2. Struktur bangunan tidak memenuhi standar aman gempa.
3. Lokasi permukiman berada pada tanah lunak (local site effect-efek tapak) dan perbukitan (efek topografi).
"Wilayah Sukabumi, Cianjur, Lembang, Purwakarta, kawasan seismik aktif. Kawasan ini memang sering terjadi gempa," kata Daryono.
Menurutnya, kawasan ini merupakan daerah jalur gempa karena memiliki banyak sesar, di antaranya sesar Cimandiri, sesar Lembang, dan masih banyak sesar-sesar minor di wilayah tersebut.
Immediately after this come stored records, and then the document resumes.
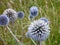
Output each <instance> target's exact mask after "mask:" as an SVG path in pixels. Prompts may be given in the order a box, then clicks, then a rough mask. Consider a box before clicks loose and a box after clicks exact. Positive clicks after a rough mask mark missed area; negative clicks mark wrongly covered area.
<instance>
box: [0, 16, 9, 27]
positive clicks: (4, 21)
mask: <svg viewBox="0 0 60 45" xmlns="http://www.w3.org/2000/svg"><path fill="white" fill-rule="evenodd" d="M8 23H9V18H8V17H7V16H6V15H1V16H0V26H4V25H8Z"/></svg>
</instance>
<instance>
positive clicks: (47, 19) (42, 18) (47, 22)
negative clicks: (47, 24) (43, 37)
mask: <svg viewBox="0 0 60 45" xmlns="http://www.w3.org/2000/svg"><path fill="white" fill-rule="evenodd" d="M40 20H43V21H45V22H46V23H49V20H48V19H47V18H45V17H42V18H40Z"/></svg>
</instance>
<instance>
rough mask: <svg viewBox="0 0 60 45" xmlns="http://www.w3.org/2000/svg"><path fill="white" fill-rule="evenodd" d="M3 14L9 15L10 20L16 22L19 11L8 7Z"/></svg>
mask: <svg viewBox="0 0 60 45" xmlns="http://www.w3.org/2000/svg"><path fill="white" fill-rule="evenodd" d="M3 14H5V15H7V16H8V17H9V20H10V22H15V20H16V19H17V13H16V11H15V10H13V9H11V8H9V9H6V10H5V11H4V12H3Z"/></svg>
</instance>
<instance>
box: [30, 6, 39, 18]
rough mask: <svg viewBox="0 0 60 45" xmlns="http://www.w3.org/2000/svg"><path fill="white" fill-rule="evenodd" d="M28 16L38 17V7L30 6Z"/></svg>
mask: <svg viewBox="0 0 60 45" xmlns="http://www.w3.org/2000/svg"><path fill="white" fill-rule="evenodd" d="M30 15H32V16H34V17H35V16H37V15H38V7H36V6H32V7H31V8H30Z"/></svg>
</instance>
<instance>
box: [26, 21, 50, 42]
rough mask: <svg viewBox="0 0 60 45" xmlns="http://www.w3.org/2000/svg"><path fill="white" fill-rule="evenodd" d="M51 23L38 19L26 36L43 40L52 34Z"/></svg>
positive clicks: (46, 38) (29, 37)
mask: <svg viewBox="0 0 60 45" xmlns="http://www.w3.org/2000/svg"><path fill="white" fill-rule="evenodd" d="M49 29H50V27H49V25H48V24H47V23H46V22H45V21H43V20H36V21H34V22H32V23H31V25H30V26H29V27H28V32H27V33H26V36H27V37H29V38H32V39H33V40H36V41H43V40H45V39H47V38H48V36H49V34H50V30H49Z"/></svg>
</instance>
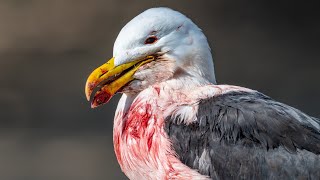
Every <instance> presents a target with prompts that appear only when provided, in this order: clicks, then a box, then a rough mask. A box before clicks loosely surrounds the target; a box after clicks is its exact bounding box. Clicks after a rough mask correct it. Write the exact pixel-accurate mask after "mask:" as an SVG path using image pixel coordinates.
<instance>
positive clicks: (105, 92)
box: [91, 91, 112, 108]
mask: <svg viewBox="0 0 320 180" xmlns="http://www.w3.org/2000/svg"><path fill="white" fill-rule="evenodd" d="M111 97H112V95H111V94H109V93H107V92H105V91H98V92H97V93H96V95H95V96H94V98H93V100H92V102H91V108H95V107H98V106H100V105H102V104H105V103H107V102H108V101H109V100H110V99H111Z"/></svg>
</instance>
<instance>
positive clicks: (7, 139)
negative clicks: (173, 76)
mask: <svg viewBox="0 0 320 180" xmlns="http://www.w3.org/2000/svg"><path fill="white" fill-rule="evenodd" d="M156 6H168V7H171V8H174V9H176V10H179V11H182V12H183V13H185V14H186V15H187V16H189V17H191V18H192V19H193V20H194V22H195V23H197V24H198V25H199V26H200V27H201V28H202V29H203V31H204V33H205V34H206V35H207V37H208V39H209V41H210V43H211V47H212V49H213V51H214V56H215V69H216V75H217V79H218V82H219V83H222V84H235V85H240V86H245V87H250V88H252V89H257V90H259V91H261V92H264V93H265V94H267V95H269V96H271V97H273V98H274V99H277V100H279V101H282V102H285V103H287V104H290V105H292V106H294V107H297V108H299V109H301V110H303V111H305V112H307V113H308V114H310V115H313V116H318V117H320V106H319V102H320V94H319V92H320V53H319V52H320V43H319V42H320V23H319V22H320V16H319V12H318V11H319V10H318V7H319V6H318V5H317V4H315V3H311V2H306V1H300V2H294V1H281V2H279V1H246V0H244V1H236V2H229V1H222V0H221V1H201V2H200V1H192V2H191V1H190V2H189V1H182V0H181V1H169V0H167V1H162V2H161V3H160V2H157V1H137V0H135V1H116V0H113V1H112V0H109V1H100V0H91V1H84V0H68V1H62V0H57V1H41V0H1V1H0V84H1V85H0V127H1V129H0V179H4V180H11V179H13V180H15V179H27V180H28V179H30V180H37V179H46V180H47V179H48V180H51V179H52V180H56V179H68V180H70V179H78V180H82V179H83V180H87V179H92V180H100V179H126V178H125V176H124V175H123V174H122V173H121V171H120V168H119V165H118V163H117V162H116V159H115V156H114V153H113V145H112V123H113V114H114V110H115V108H116V104H117V100H118V98H119V95H118V96H116V97H115V98H113V99H112V100H111V102H110V103H109V104H107V105H105V106H103V107H101V108H98V109H93V110H92V109H90V105H89V103H88V102H87V101H86V99H85V96H84V85H85V81H86V78H87V76H88V75H89V73H90V72H91V71H92V70H93V69H94V68H95V67H97V66H98V65H100V64H102V63H103V62H104V61H106V60H107V59H108V58H110V57H112V48H113V42H114V40H115V38H116V36H117V34H118V32H119V31H120V29H121V28H122V26H124V25H125V23H126V22H128V21H129V20H130V19H131V18H133V17H134V16H136V15H137V14H139V13H140V12H142V11H143V10H145V9H147V8H150V7H156Z"/></svg>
BMKG, mencatat gempa di daerah ini sudah terjadi sejak zaman Belanda. Paling tidak, ada tiga gempa yang merusak saat era kolonial.
Misalnya, gempa 1884, gempa 1910 di Cianjur dan sekitarnya, kemudian gempa tahun 1912, yang menimbulkan banyak kerusakan di Cianjur dan Sukabumi. Bahkan gempa pada 1968 banyak mengakibatkan rumah roboh.